According to Assistant Headmaster Hal Mason, this is the biggest change made at the cafeteria this year. He said that making students take the sides is a condition of receiving funding.

“The whole reason they have to do that is because the federal government provides subsidies for schools to provide food, so they subsidize the cost of the food but in order to do that they require students take the sides. It’s a condition of getting the money,” Mason said.

After students buy their meal and take the required three sides, they have the option to throw them in the unwanted side bucket in case they do not want to eat the sides.
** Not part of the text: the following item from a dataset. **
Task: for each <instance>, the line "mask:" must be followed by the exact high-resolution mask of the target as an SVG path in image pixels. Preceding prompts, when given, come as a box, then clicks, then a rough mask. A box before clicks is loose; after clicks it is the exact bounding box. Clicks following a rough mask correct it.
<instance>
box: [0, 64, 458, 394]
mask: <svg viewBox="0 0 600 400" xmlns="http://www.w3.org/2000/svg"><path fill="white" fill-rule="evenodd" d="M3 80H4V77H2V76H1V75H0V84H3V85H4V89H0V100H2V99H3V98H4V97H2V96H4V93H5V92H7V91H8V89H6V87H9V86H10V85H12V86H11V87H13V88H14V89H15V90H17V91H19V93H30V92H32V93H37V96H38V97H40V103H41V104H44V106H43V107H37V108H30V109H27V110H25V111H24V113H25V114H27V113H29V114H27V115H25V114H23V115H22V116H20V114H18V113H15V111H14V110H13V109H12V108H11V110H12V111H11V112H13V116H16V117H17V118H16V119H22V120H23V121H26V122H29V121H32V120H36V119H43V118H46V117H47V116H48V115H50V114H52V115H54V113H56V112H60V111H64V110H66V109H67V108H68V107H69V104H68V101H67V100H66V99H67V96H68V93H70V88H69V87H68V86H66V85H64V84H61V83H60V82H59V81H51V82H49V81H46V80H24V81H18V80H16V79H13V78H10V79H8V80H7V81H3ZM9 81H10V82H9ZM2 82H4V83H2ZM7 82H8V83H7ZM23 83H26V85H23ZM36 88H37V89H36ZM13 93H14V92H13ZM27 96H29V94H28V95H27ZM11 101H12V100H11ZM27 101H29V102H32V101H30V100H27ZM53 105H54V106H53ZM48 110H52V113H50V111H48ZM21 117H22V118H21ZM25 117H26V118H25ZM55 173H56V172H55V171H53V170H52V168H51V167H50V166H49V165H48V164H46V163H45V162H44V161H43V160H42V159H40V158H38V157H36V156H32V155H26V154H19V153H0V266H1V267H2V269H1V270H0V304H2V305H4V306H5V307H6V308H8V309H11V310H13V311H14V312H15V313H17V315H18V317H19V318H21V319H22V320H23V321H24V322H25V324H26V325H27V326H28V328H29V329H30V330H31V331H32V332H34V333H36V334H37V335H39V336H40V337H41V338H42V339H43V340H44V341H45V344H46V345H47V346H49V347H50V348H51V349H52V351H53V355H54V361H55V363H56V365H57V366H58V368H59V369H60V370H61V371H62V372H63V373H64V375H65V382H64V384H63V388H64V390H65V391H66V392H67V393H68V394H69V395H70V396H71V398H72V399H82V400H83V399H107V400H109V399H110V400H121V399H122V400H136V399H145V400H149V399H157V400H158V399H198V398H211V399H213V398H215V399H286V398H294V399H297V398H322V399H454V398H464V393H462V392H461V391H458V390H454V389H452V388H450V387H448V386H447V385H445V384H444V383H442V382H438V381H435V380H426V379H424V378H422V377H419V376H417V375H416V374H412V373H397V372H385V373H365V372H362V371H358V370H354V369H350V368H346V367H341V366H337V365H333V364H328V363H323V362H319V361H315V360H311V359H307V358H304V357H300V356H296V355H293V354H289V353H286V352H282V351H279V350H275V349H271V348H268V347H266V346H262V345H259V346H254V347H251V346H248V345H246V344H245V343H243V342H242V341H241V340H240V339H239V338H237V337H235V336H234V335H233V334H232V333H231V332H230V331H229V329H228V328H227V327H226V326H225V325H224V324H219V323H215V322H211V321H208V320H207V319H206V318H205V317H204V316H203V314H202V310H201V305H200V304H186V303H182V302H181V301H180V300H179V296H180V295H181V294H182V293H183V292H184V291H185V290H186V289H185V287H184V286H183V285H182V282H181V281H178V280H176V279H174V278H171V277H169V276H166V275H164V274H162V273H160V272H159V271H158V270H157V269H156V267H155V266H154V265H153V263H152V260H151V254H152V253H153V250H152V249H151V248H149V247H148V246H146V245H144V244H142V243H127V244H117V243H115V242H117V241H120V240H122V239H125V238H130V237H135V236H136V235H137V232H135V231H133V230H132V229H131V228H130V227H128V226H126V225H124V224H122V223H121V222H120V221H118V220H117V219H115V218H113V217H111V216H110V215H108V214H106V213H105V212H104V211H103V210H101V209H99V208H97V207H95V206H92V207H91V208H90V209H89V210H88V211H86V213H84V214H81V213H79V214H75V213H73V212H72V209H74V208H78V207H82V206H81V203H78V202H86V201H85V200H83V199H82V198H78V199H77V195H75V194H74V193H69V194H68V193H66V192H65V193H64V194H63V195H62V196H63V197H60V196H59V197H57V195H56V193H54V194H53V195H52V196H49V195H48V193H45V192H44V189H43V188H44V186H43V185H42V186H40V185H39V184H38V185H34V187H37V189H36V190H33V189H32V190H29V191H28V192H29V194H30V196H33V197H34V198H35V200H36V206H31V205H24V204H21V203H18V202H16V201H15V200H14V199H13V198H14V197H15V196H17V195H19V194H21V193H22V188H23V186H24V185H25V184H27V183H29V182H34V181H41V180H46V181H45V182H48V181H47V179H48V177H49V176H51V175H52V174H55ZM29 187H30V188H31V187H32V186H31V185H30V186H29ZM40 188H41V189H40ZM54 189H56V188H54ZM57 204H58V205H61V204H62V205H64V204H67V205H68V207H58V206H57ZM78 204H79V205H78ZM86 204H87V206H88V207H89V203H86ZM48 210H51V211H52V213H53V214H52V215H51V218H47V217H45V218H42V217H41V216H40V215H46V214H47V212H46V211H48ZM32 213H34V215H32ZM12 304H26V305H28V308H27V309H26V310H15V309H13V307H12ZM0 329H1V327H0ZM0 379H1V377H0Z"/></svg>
“If someone is definitely not going to eat the sides, then there is a chance for them to put them down. If 20 percent of the kids who go through the cafeteria say, ‘I am not gonna eat the goldfish or the apple’ and they put it in the bucket then it’s gonna make a big pile. Still, that’s a lot of kids that are now taking the food and eating it so it makes a big difference,” said Mason.

According to Hatz the side options are decided by the government and she believes that the majority of them go into the trash.

Freshman Ifunanyaife Richardson thinks taking three sides is unnecessary.

“I think it’s annoying,” Richardson said. “I think the taxpayers shouldn’t pay for something that is unwanted because it is a waste of money and time to get it.”

Richardson is not very inclined to eat the sides and hardly ever does.

“They are usually gross and things people don’t really like,” Richardson said. “I don’t usually eat the sides. I usually put them in the bin, I think most people throw them away or put them in the bin.”

Zimmerman is dissatisfied as well.

“I think it’s weird that we are forced to get them because then they just end up getting thrown away. I usually eat them but from what I’ve seen most people don’t eat them. They put them in the trash or the bin,” Zimmerman said.

According to Zimmerman, the law should be generally beneficial, though not necessarily economically beneficial.

“The law is that everybody has to be provided with lunch, and everybody has to be getting a complete and balanced lunch. But it seems like if they are getting thrown away it should be a little more intelligently subsidized,” Zimmerman said.